Of the economists surveyed, 67 percent favored maintaining or even increasing the current level of fiscal stimulus in 2013. Moving in the opposite direction, Congress actually enacted $984 billion in spending cuts (known as sequestration) last year, which go into effect starting in 2013; a full three quarters of the economists polled outright oppose allowing those sequestration cuts to take effect.

Although a majority of the business economists did favor extending tax cuts in 2013 to help stimulate the economy (although there was no majority for making all the tax cuts permanent), the reason more of them favor preserving government spending is likely explained by the fact that government spending typically has a much greater positive impact on economic growth than tax cuts.

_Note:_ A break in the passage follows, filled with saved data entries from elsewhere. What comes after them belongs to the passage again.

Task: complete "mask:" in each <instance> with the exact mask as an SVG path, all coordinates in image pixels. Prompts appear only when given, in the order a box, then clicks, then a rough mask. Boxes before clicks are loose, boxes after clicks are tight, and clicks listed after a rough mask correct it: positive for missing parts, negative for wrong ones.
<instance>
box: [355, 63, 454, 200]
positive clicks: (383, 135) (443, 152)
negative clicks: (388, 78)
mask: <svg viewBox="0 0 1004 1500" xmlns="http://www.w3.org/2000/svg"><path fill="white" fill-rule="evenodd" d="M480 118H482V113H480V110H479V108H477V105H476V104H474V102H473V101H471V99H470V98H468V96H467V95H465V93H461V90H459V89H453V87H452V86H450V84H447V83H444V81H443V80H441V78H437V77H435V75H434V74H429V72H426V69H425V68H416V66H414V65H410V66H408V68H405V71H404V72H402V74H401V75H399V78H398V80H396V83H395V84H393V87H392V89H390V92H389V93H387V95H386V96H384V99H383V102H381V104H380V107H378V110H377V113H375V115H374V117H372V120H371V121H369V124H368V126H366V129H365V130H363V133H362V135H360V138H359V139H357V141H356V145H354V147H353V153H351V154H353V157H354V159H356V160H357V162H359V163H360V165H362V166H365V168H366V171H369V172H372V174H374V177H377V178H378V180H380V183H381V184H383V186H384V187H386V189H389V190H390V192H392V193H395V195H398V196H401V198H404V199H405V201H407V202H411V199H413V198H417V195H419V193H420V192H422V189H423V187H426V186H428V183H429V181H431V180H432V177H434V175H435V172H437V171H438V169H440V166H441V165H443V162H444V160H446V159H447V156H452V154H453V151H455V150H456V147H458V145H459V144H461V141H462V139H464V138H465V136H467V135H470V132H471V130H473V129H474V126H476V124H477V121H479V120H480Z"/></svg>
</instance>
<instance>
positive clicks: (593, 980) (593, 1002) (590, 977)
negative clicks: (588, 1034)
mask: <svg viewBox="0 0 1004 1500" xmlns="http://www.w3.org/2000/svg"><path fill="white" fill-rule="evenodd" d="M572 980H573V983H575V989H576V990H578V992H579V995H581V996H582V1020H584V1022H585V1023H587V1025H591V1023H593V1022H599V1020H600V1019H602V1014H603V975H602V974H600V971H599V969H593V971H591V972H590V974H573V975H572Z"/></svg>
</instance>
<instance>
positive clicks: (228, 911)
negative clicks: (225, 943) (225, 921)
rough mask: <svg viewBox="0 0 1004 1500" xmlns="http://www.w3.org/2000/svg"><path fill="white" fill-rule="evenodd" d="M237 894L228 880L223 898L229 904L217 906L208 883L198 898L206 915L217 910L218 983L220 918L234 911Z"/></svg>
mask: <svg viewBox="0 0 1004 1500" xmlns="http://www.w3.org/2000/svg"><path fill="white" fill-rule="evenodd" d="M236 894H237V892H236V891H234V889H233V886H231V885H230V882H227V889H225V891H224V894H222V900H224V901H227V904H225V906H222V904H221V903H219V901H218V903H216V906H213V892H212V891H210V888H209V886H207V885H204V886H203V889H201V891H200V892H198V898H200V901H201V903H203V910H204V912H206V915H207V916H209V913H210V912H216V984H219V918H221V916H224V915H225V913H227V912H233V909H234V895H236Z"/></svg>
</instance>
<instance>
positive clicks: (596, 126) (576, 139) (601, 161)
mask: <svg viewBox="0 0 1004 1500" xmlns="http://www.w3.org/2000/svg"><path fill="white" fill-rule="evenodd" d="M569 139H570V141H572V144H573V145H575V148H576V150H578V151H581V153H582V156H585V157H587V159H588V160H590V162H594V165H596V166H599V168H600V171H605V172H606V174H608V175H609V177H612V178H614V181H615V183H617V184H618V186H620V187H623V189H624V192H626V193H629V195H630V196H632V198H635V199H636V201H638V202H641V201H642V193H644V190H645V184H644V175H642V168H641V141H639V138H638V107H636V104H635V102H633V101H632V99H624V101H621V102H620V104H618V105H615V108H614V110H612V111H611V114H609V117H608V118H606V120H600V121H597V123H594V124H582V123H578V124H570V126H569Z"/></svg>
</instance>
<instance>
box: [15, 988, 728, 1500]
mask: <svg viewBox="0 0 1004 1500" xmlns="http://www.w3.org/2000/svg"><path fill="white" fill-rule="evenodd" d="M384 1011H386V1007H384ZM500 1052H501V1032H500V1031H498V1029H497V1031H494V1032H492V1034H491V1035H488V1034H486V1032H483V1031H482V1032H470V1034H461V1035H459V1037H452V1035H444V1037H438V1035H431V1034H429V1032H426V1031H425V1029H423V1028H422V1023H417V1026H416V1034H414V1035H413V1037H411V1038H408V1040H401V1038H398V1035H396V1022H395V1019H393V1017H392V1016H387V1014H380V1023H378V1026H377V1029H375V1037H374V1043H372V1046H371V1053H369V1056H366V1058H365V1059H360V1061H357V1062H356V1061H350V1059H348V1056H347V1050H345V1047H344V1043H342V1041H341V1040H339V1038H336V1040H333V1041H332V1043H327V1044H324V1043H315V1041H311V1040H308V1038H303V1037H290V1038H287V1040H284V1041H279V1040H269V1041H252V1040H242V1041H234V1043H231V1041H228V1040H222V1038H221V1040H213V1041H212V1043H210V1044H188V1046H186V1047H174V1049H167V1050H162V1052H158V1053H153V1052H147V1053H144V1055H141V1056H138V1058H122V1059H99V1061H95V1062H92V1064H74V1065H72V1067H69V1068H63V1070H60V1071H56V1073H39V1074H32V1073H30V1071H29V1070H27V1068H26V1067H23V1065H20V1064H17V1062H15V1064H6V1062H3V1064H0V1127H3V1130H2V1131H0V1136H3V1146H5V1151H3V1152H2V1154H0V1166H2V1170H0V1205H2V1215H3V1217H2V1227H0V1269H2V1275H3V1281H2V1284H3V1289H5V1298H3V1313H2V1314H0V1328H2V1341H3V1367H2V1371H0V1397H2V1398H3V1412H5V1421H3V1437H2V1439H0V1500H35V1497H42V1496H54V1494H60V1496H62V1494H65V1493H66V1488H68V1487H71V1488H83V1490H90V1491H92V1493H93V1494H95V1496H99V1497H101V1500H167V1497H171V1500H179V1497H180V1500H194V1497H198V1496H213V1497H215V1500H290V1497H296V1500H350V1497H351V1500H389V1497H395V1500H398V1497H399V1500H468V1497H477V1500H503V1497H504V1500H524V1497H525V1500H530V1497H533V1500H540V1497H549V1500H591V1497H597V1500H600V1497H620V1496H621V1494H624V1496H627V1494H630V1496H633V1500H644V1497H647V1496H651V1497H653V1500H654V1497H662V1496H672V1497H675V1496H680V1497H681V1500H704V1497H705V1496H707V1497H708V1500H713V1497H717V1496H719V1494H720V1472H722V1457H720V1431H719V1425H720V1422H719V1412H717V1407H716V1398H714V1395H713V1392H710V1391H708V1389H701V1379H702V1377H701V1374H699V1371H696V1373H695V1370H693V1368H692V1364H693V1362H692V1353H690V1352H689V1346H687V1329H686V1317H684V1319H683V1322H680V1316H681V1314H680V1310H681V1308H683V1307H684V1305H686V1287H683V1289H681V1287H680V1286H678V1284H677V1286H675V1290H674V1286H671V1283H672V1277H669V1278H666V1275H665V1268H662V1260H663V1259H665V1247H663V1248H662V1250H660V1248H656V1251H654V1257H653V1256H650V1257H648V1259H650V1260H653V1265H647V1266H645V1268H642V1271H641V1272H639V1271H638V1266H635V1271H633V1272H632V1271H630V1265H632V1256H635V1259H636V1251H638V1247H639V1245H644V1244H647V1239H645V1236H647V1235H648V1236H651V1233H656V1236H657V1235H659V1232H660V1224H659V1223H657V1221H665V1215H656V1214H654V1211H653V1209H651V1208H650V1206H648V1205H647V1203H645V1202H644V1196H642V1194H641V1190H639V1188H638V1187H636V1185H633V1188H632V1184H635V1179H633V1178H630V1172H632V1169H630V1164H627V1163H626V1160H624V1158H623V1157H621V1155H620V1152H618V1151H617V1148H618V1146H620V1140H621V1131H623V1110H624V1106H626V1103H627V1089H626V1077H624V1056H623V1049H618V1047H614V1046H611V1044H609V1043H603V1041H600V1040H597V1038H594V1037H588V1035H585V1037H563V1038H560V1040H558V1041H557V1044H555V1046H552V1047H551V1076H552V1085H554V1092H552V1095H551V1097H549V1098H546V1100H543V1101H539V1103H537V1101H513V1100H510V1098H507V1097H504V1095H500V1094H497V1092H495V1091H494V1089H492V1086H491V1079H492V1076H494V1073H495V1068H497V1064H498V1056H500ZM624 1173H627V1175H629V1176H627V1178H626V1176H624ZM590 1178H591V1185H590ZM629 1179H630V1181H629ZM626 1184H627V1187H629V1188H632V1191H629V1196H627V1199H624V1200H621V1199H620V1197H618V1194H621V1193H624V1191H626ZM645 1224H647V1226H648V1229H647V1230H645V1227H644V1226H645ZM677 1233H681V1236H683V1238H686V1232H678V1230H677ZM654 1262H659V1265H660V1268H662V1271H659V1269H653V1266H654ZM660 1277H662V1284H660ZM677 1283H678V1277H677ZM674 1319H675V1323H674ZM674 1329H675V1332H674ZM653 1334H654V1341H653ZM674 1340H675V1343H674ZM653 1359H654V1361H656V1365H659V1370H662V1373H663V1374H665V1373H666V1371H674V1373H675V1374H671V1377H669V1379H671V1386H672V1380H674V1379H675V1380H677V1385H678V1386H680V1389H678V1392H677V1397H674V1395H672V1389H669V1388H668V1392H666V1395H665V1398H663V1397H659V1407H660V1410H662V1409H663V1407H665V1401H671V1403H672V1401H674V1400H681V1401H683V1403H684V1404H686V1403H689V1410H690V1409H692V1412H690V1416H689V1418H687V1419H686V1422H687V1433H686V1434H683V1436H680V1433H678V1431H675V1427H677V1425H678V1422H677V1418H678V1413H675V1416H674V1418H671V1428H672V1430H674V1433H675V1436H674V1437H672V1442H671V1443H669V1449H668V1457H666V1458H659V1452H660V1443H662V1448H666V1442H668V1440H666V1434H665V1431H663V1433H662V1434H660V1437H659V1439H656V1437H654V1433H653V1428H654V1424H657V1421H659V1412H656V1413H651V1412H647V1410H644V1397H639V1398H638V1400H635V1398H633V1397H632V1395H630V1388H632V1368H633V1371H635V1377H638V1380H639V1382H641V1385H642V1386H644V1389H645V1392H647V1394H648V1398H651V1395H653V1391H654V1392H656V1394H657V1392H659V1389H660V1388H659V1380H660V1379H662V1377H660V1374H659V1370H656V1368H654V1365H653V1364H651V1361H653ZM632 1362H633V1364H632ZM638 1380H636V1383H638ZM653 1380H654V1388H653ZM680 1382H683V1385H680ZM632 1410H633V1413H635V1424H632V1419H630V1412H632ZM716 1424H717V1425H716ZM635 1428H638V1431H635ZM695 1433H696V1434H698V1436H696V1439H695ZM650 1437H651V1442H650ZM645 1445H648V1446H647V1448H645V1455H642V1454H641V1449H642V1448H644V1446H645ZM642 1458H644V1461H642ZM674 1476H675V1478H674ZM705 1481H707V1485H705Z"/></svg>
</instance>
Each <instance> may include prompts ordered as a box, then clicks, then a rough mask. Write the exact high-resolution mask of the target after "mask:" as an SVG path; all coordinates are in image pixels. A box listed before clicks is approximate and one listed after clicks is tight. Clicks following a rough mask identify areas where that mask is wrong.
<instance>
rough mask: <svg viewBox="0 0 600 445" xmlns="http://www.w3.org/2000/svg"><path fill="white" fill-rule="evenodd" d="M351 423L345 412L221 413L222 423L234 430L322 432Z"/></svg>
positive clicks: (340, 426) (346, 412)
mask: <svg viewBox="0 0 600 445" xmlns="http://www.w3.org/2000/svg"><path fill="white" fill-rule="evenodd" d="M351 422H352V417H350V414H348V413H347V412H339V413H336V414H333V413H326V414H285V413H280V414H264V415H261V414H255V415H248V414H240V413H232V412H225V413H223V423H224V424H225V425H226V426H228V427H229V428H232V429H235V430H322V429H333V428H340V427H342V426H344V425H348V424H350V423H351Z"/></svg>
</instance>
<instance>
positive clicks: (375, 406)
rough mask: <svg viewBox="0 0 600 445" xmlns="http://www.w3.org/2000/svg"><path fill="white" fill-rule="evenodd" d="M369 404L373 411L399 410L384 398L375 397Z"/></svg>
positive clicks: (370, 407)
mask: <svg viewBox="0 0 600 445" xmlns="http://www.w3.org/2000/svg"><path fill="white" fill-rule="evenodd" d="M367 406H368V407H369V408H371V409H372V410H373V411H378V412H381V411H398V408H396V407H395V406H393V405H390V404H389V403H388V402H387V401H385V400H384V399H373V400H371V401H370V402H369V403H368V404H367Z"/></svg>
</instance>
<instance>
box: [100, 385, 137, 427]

Turning to the long haul, a full 90 percent of those surveyed believe that Congress should take a balanced approach to deficit reduction, meaning a combination of tax increases and spending cuts. And while there is near universal consensus among these economists for tax increases, neither the Democratic nor Republican party platforms support increasing tax revenue as part of a balanced approach to deficit reduction. Both parties instead call for reducing revenue by trillions of dollars (compared to what our tax system would collect if the tax cuts were all allowed to simply expire).

While the business community is often portrayed as being hindered by budget deficits and higher taxes, this survey reveals that they actually favor higher budget deficits in the short term and higher taxes over the long term. It’s time Congress begins listening to the actual business community rather than the anti-tax activists who pretend to speak for them.